おだやか日記

いつでも往診に来てくれる~それが本当に安心につながるのか~

おだやか診療所です。

毎日新聞に「<在宅医療>知識と技術と覚悟の足りない医師がいる」という記事がありました。本日はこの記事について書いてみたいと思います。以下枠内は、記事からの引用です。(記事のリンクが切れていましたので、こちらにリンクを貼っておきます。ただし、有料記事となっています→新しい記事のリンク)

「前の訪問診療の先生は、具合が悪くて診てほしい時に、一度も自宅に来てくれませんでした。『休日はゴルフに行くので呼ばないでほしい』と言われたことも。何にもない普通の時はしょっちゅう来るのに……。先生に会わなければ今も、訪問医をぶん殴りたいと思っていたはずです(笑い)」実は、このような話はたくさんあります。あるがん患者が痛みに耐えかね、24時間対応加算を取る在宅診療クリニックに電話したら「今新宿にいて、タクシーで向かうと2万円かかるから高いよ。それより救急車を呼べば?」と言われたというのです。 

 今の時代にもこのようなこと言う訪問診療医がいることは驚きですね・・・・・。がんの痛みのコントロールもできていないうえに電話でこのような対応では患者さんの不安は増すばかりでしょう。

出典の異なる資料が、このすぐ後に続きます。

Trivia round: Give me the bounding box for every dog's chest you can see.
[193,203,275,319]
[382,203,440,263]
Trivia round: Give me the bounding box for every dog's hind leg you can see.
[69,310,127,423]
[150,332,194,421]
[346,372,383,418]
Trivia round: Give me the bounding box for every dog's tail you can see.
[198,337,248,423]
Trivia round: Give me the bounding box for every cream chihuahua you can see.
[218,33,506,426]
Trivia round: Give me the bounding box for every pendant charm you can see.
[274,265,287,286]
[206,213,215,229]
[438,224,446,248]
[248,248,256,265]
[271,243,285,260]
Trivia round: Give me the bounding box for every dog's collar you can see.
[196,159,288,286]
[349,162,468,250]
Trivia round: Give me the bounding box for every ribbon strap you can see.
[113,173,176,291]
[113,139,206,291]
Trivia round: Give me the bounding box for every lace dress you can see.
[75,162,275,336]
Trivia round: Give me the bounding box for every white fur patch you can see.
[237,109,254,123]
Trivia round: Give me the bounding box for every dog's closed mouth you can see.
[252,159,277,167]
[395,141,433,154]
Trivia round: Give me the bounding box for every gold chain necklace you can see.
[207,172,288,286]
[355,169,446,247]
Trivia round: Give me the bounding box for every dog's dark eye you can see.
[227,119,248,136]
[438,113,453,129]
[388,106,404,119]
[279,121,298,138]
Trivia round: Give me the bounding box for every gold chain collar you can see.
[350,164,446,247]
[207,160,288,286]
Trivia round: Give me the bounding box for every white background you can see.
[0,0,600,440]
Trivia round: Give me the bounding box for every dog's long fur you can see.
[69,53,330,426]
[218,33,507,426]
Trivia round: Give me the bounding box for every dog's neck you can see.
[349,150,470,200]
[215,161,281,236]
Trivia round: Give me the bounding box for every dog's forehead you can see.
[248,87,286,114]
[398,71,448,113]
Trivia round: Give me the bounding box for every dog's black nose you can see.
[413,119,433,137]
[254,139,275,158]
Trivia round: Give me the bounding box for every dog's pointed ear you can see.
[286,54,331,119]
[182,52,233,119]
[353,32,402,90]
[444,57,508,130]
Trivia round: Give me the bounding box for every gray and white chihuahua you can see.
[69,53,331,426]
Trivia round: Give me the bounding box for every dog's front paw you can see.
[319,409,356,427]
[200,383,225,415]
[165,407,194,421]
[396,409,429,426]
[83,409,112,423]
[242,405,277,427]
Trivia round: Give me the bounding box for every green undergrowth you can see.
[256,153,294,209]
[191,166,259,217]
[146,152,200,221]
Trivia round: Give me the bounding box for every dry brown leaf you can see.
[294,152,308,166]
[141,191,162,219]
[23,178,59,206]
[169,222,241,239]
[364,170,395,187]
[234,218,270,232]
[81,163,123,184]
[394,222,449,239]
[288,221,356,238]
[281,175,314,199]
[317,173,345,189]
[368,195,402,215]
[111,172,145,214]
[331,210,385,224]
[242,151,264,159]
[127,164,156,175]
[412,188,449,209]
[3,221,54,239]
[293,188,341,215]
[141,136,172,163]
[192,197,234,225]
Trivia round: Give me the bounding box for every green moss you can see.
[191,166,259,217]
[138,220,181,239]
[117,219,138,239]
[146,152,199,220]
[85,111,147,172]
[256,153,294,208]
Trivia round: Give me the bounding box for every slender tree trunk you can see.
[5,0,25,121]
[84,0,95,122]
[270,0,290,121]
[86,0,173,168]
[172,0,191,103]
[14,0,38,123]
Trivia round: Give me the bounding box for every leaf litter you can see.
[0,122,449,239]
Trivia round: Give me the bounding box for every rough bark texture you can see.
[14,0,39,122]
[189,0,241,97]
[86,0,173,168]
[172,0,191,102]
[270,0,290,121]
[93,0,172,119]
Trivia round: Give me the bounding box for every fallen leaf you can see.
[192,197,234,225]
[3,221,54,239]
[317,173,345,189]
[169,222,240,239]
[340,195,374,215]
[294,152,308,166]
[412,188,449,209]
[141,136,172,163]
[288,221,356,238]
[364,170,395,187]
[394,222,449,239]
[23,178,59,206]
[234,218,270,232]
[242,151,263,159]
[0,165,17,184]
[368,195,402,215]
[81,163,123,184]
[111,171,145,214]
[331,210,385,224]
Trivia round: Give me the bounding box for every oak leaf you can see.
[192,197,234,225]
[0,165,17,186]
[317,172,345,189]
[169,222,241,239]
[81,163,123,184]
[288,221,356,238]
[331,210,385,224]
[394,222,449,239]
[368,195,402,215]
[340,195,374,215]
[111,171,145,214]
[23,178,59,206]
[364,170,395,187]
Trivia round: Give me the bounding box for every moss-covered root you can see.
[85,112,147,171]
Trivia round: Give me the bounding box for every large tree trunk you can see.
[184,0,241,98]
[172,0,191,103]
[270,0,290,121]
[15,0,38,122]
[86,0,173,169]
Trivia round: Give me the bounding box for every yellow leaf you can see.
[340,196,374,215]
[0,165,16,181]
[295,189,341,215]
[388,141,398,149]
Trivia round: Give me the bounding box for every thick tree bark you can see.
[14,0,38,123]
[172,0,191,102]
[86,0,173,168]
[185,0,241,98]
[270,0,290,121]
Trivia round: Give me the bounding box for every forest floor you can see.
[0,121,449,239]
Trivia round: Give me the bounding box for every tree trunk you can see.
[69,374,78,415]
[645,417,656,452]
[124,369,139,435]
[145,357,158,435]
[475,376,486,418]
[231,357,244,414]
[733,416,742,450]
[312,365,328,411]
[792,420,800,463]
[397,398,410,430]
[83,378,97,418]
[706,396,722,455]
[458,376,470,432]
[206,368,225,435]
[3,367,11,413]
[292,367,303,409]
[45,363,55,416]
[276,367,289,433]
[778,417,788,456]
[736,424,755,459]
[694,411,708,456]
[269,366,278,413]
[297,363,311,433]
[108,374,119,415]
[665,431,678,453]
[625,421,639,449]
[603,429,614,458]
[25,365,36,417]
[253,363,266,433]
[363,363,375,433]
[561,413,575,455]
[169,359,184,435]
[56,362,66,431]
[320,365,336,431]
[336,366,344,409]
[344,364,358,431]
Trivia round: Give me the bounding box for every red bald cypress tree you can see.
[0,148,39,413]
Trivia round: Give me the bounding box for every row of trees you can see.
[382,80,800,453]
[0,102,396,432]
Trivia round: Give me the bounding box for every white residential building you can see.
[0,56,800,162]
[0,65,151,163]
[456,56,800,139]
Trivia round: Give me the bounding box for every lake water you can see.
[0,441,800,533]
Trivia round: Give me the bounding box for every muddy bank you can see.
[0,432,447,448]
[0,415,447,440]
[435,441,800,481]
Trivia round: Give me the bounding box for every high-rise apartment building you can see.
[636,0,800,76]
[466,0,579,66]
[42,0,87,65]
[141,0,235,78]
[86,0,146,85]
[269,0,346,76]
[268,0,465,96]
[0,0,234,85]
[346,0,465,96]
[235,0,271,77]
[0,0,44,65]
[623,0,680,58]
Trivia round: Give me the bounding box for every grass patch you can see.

私のクリニックは、夜中に痛みを訴える患者さんから連絡があれば、痛みを抑える薬を持ってすぐ自宅に出向きます。そして痛みが取れるまでできるだけ対応します。そのことを知った知人女性の家族は、今さらながら当時の開業医の対応に怒りを覚えると言います。くだんの医院のホームページには今も、「在宅医療で悪性腫瘍終末期に対応します」と書いてあるのです。

問題はここです。夜間に激しい痛みがあるにもかかわらず何の対応もしない訪問診療医は失格です。しかし、「痛みを抑える薬を持ってすぐ自宅に出向きます」の部分に実は問題があります。これは、日ごろの診療で疼痛のコントロールがしっかり行えていない可能性があるからです。病状などから症状を予測し、早め早めに鎮痛剤を投与するなどの対応をとり、レスキュー(痛みが出た時に使用する頓服薬)の処方をしておき、患者さんや家族に対応を説明しておくと、いざ夜間に痛みが出たとしてもあらかじめ説明しておいた対応をとることにより、すぐに痛みをとることができます(医師が駆けつけるまで、痛みを我慢することもありません)。また、このような早め早めの対応自体が安心につながり、その安心自体が痛みの軽減につながります。

 

これはあくまで私の考えですが患者さんの緊急時に何もしない訪問診療医は失格、緊急時にすぐ対応する訪問診療医は普通、あらかじめ緊急時に何が起こるかを予測し、その対応法を伝えて患者さんが安心できるようにする訪問診療医は一流と思います(もちろん、どんなに予測をしていても、必要とあれば緊急往診に伺います)。

 

なお、訪問診療のクリニックを選ぶ際に、記事にあった以下の文章は役に立つと思います。

くれぐれもホームページや看板に釣られないでください。特に、「当院の訪問診療はさまざまな専門医が担っています」とうたうクリニックは要注意。長期療養や末期がんの症状コントロールの知識と経験がない、アルバイト医師が単に日替わりでやってくるだけになります。また、有料老人ホーム専門の在宅医療クリニックも要注意です。患者を年間1000人診ているが、老人ホームを含む自宅でのみとりは年間10件、といったクリニックが少なくないからです。常勤医は1人か2人で、その他はアルバイト医師である場合が少なくありませんから。